La priorité absolue est d'interrompre tout paiement supplémentaire, puis de rassembler l'ensemble des preuves disponibles : échanges de mails, captures d'écran des annonces, relevés de virements, contrats reçus. Une plainte doit être déposée rapidement auprès du commissariat ou de la gendarmerie, et l'arnaque signalée sur la plateforme Pharos. Pour résoudre un litige immobilier, ces premières démarches sont déterminantes.
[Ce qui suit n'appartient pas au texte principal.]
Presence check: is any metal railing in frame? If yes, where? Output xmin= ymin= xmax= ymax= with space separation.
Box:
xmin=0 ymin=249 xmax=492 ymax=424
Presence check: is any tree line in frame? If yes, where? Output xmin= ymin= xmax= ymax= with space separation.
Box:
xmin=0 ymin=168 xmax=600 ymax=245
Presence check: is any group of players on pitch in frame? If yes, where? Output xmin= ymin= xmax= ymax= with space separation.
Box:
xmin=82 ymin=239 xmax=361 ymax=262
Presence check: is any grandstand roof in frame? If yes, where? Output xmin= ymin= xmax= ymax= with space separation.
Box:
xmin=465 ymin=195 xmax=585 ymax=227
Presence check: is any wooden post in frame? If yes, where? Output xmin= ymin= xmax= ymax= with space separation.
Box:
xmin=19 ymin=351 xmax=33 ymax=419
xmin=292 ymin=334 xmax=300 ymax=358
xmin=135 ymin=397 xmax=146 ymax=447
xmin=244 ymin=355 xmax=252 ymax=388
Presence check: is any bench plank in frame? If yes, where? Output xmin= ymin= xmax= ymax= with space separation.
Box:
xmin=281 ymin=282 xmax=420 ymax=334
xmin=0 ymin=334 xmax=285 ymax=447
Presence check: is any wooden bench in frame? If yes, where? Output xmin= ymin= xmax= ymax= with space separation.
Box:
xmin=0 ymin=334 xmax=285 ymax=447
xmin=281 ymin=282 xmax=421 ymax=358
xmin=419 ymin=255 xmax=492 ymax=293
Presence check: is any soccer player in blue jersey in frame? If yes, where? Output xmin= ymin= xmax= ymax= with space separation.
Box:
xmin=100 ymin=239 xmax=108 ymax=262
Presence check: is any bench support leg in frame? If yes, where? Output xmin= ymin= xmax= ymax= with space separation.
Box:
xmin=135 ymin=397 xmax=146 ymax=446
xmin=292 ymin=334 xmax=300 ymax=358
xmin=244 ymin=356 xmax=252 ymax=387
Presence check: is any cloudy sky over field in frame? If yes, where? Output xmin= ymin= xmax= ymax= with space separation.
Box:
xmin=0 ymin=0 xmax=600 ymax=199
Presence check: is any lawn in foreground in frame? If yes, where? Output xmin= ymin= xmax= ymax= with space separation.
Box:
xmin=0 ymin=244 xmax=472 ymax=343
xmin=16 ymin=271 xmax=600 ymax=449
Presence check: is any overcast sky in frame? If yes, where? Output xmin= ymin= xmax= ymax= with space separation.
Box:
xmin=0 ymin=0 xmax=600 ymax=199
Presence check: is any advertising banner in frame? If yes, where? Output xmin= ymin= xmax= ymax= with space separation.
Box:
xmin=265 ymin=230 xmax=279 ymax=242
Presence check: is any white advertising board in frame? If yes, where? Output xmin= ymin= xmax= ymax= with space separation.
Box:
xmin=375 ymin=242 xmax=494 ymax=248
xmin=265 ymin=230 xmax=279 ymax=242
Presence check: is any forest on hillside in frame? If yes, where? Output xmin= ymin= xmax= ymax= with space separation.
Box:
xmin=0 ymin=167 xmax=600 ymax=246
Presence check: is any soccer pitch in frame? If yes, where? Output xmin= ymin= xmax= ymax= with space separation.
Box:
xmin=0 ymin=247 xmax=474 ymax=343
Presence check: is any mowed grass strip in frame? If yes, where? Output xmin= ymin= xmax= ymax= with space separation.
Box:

Si le virement est très récent, contactez votre banque sans attendre pour tenter une opposition ou un rappel de fonds. Vérifiez également votre contrat d'assurance habitation, car certaines garanties couvrent les recours juridiques. À noter : le délai de prescription pour une escroquerie est de 3 ans à compter des faits, selon les ressources de Service-Public.fr et Cybermalveillance.gouv.fr.
FAQ : Tout savoir sur les arnaques immobilières
Comment vérifier qu'un agent immobilier est bien déclaré ?
Tout agent immobilier en activité doit détenir une carte professionnelle T, délivrée par la Chambre de Commerce et d'Industrie de sa région. Vous pouvez demander à consulter cette carte lors d'un premier rendez-vous, ou vérifier l'immatriculation de l'agence via le registre RSAC. En cas de doute persistant, la CCI territoriale peut confirmer directement la validité de la carte.
Quels sont mes recours si j'ai versé un acompte à un escroc ?
Plusieurs démarches sont possibles après un virement frauduleux. Contactez d'abord votre banque dans les meilleurs délais pour tenter un rappel de fonds (procédure dite de "recall"). Déposez ensuite une plainte au commissariat ou à la gendarmerie, et signalez l'arnaque sur la plateforme Pharos. Un avocat spécialisé peut par ailleurs évaluer vos chances de recouvrement, notamment si l'escroc est identifiable.
Un prix très bas est-il toujours le signe d'une arnaque ?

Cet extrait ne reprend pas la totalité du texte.